Cells and spheroids were exposed to fructose to determine the intracellular levels of uric acid and triglycerides. Zero or 20 mM of fructose was added to low-glucose DMEM (5.5 mM) and incubated for 72 h, and the medium was changed twice per day. Intracellular uric acid levels and triglycerides were determined using Uric Acid/Uricase Assay kit (STA-375, Cell Biolabs) and Serum Triglyceride Quantification Kit – Fluorometric (STA-397, Cell Biolabs), respectively following to manufacturer’s instructions.

For starvation experiments, spheroids were grown in the absence of glucose and FBS for 0, 48 and 72 h.

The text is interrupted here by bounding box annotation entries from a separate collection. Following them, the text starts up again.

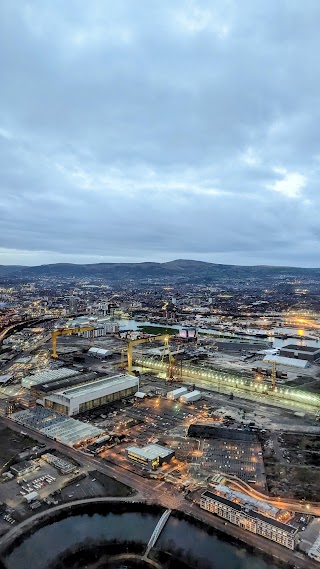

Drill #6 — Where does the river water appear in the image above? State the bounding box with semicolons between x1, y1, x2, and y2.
4;511;279;569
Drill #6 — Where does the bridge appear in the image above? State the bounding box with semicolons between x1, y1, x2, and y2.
142;510;171;559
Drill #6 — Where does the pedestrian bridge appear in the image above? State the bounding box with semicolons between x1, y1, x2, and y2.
142;510;171;559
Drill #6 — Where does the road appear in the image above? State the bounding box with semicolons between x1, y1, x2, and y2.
225;476;320;516
179;500;319;569
0;417;320;569
136;358;320;414
0;417;183;508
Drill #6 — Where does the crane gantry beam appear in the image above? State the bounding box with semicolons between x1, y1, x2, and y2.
51;326;94;359
128;334;170;373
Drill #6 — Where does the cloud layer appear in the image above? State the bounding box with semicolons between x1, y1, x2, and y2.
0;0;320;266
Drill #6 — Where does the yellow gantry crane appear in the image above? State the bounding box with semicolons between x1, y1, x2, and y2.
51;326;94;359
128;334;172;373
271;362;277;389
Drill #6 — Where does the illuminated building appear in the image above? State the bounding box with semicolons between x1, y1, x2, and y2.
126;445;174;470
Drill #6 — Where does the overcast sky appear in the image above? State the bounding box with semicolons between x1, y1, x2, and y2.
0;0;320;267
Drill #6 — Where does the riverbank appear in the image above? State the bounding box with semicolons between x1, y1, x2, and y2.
0;500;311;569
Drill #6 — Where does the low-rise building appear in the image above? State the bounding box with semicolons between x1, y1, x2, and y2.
167;387;188;401
280;344;320;363
200;490;298;550
10;460;38;477
308;535;320;562
126;444;175;470
179;389;202;404
43;374;139;417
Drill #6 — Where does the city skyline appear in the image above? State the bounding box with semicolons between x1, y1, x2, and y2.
0;0;320;267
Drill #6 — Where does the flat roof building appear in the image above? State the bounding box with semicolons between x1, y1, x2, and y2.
126;444;174;470
10;460;37;477
21;367;79;388
43;375;139;417
31;371;100;397
179;389;201;403
167;387;188;401
279;344;320;362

Spheroids were collected, lysate and intracellular uric acid, triglycerides and ATP levels were determined using Uric Acid/Uricase Assay kit (STA-375, Cell Biolabs), Serum Triglycerides Quantification Kit – Fluorometric (STA-397, Cell Biolabs) and ATP Assay Kit (MAK190, Sigma-Aldrich), respectively according to manufacturer’s instructions. Protein concentration was determined by the BCA Protein Assay kit (Pierce, Thermo Scientific).

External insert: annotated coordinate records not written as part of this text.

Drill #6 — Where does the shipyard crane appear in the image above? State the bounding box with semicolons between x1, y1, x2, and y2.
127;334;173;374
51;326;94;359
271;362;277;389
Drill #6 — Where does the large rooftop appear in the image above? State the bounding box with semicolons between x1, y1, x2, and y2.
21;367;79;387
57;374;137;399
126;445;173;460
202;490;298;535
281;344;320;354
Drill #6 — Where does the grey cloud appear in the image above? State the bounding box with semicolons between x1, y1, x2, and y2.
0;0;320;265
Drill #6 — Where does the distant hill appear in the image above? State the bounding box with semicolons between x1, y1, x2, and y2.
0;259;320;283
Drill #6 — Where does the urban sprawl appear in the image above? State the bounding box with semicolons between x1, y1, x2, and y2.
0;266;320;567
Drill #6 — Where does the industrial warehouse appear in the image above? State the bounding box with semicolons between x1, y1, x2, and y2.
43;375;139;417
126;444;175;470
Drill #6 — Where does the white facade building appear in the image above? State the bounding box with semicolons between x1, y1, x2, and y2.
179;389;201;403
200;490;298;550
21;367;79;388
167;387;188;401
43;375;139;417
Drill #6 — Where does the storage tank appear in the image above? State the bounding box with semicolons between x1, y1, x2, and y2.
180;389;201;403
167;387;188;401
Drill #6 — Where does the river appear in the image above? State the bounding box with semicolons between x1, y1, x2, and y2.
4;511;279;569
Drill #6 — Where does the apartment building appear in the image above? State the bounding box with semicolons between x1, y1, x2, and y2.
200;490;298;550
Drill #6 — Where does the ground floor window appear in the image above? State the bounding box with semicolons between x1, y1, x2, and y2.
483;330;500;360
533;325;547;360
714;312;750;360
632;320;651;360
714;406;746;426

Protein extraction and Western blotting analysis

Cells and spheroids exposed to fructose, or spheroids under starvation, were lysed in cold RIPA buffer (Sigma-Aldrich) in the presence of protease/phosphatase inhibitor cocktail (Thermo Scientific) and sonicated. Samples were centrifuged at 13,000× g for 5 min at 4 °C. Protein concentrations were determined with the BCA Protein Assay Kit (Pierce, Thermo Scientific). 20 µg of total protein was loaded into SDS-PAGE gels (Tris-glycine buffer), BLUEstain™ 2 protein ladder 5-245 kDa (Gold Biotechnology), then transferred to polyvinylidene fluoride (PVDF) membranes (Bio-Rad) and blocked in the presence of 5% Bovine Serum Albumin (BSA). Membranes were incubated with primary antibodies: anti-phosphorylated Acetyl-CoA carboxylase (pACC; 11818 S, Cell Signaling Technology), anti-ACC (3676 S, Cell Signaling Technology), anti-phosphorylated AMP Kinase (pAMPK; 2535 S, Cell Signaling Technology), anti-AMPK (5832 S, Cell Signaling Technology), anti-uricase (sc-166070, Santa Cruz Biotechnologies), anti-beta-actin (sc-47778, Santa Cruz Biotechnology). After the antibodies for pACC and pAMPK were assay and imaged, the membranes were stripped using mild stripping buffer [1.5% Glycine (w/v), 1% SDS (w/v) and 1% Tween 20 (w/v)]. Briefly, the membranes were covered with the buffer and incubated at room temperature for 5 min. This step was repeated, and the membranes were washed three times with TBST for 5 min each at room temperature. Membranes were then blocked again and the antibodies for uricase, actin and AMPK, and lastly ACC, were applied and imaged. Membranes were incubated with horseradish peroxidase (HRP)-conjugated secondary antibodies. Signal was detected after incubation with Clarity Western ECL Substrate kit (Bio-Rad) and captured using auto exposure and analyzed with a ChemiDoc Imaging System (Bio-Rad). The whole membranes images are shown in Supplementary Information 1.

Statistical analysis

All experiments were performed in triplicate and data are presented as the mean±SEM. Data graphics and statistical analyses were performed using Prism10 (Graph-Pad). Data were analyzed by two-way ANOVA, Tukey’s post hoc t-test. A value of p < 0.05 was considered as statistically significant.